Nov. 14 (UPI) -- Crude oil futures were up early Wednesday on renewed expectations that OPEC and non-OPEC nations may agree in December to a significant production cut.
WTI front-month crude futures traded at $56.67 per barrel as of 9:35 a.m., or 1.8 percent higher, while Brent crude futures traded at $66.72 per barrel, up 1.9 percent, as of the same time.
"Crude prices are seeing relief this morning," Amir Hekmati, an oil futures spec trader at Lucid Energy, told UPI.
He said the increase resulted from renewed expectation, fueled by a press report citing unnamed sources, about ongoing discussion among crude producing nations, ahead of a formal early-December meeting, for a 1.4 million barrel per day cut.
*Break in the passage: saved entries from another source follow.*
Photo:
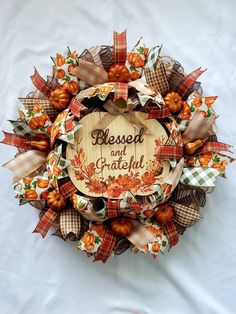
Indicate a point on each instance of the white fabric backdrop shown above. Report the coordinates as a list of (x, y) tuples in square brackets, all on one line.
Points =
[(50, 276)]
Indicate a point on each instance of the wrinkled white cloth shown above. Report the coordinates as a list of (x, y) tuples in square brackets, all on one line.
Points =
[(50, 276)]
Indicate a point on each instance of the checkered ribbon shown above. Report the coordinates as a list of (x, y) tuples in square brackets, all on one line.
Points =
[(106, 248), (67, 189), (169, 152), (171, 233), (215, 147), (198, 127), (45, 87), (29, 104), (188, 81), (21, 127), (25, 163), (70, 222), (157, 77), (106, 56), (185, 216), (16, 140), (46, 222), (198, 176), (76, 107), (156, 112), (120, 90), (120, 47), (90, 73)]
Chances for a such a crude production cut are high, because Brent prices are below the $70 per barrel that many OPEC and non-OPEC countries use to prepare their budgets, Hekmati said.
"We expect an uneventful trading day for crude as traders await the API report at 4:30 EST today. Another build could be cause for another test of the lows. Overall we view this as a buying opportunity, but timing is key," he added.
Hekmati said that he anticipates crude production cuts will indeed be announced by December 6, "and this should reflect in inventory reports in February 2019. We are focused on positioning for a rally in February, and will look to the options market to do this," he said.
Options are a trading instrument that give holders the right to sell or buy a delivery contract at a determined point in the future.
Brent crude oil futures have declined from a peak of $86 per barrel on October 3. Prices had increased in the months leading up to October, in part as the U.S. announced in May that it was going to impose nuclear-related sanctions against Iran starting on November 5.
The announcement, as well as price increases, led to decisions to increase production by countries including Saudi Arabia. As a result, crude oil prices declined in October amid the announcements of production increases to help cover any potential disruption of supplies of crude oil from Iran.
Iran had been exporting 2.8 million barrels of crude oil exports as of April, before the sanctions were announced, out of a total 3.8 million barrels per day of production.
Crude oil prices extended the losses after November 5, when the U.S. granted waivers to several nations -- including large crude oil buyers India, China and South Korea -- so that they could continue to buy Iranian crude oil exports. The market had not anticipated those large waivers.